5. Keep a schedule and monitor yourself
Know yourself, philosopher says. I find the biggest mistake of WP was to be absolutely ignorant of itself. Who really writes wikipedia? How? What is the credibility of scientific articles vs. political articles, really? CZ should think of a way to track everything down from the very beginning. This is the only way to find and correct issues as soon as they arise, this is the only way to grow. I’ll stop now. Already too much. Hope I have been useful. Last thing: what CZ wants from experts it is not merely their theoretical knowledge but their ability to apply a ‘method’. A scientific approach in researching and exposing contents.
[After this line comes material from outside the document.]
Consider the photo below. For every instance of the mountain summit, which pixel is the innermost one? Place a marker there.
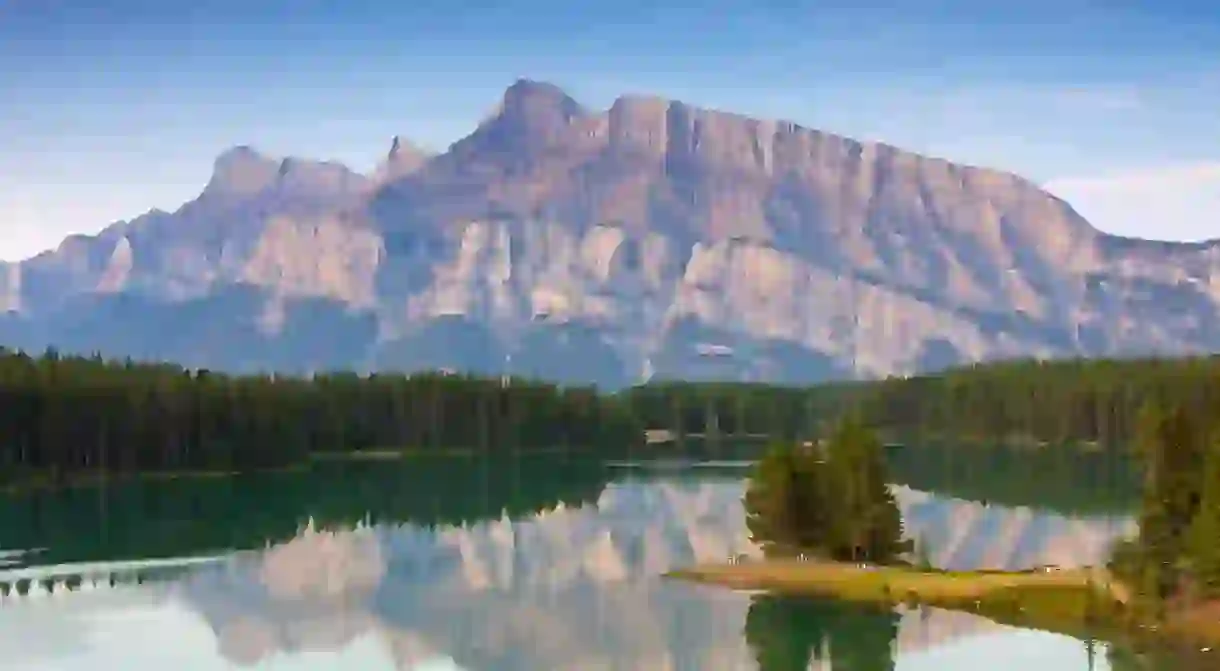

Who gives a shit anyway. Just wait and see.
we were discussing wikipedia in the flyroom yesterday. it was an interesting discussion and some cool ideas followed.
I don’t think CZ will outperform WP.
The premises are really good, but the involvement will be too little. You don’t need to be a ph.d. working on tuataras to write a good encyclopaedic entry about tuataras. You do need, however, to consult sources coming (at least) from a ph.d. on the subject.
Moreover, this wouldn’t solve the issue of crackpots etc. In USA there are Ph.D. astronomers that believe in geocentrism. Would we allow equal citizenship on CZ?
The real usefulness of CZ could maybe be in providing a peer review for WP articles. Such peer review should be trusted from WP and protected by the WP admins.
I also agree with your point 4, this is a cool idea, but it would be OK for them to submit them to WP (after all, WP has already some recognition in the science world after the famous Nature review of WP credibility). A dream I have is some resources of state educational institutes be devoted to WP -i.e. having a handful of young experts that are actually *paid* 24/7 to work on WP, because it’s for the benefit of humankind (just like we pay people to maintain our cultural heritage in museums) but I know that it is just wishful thinking…
aiutami a credere in citizendum o wikipedia.
io ero convinto fosse il futuro, poi è arrivato Beppe Grillo con la sua onda di qualunquismo, con i suoi sermoni sull’infallibilità di wikipedia. cosa che tu mi insegni assolutamente falsa. ed ho avuto paura.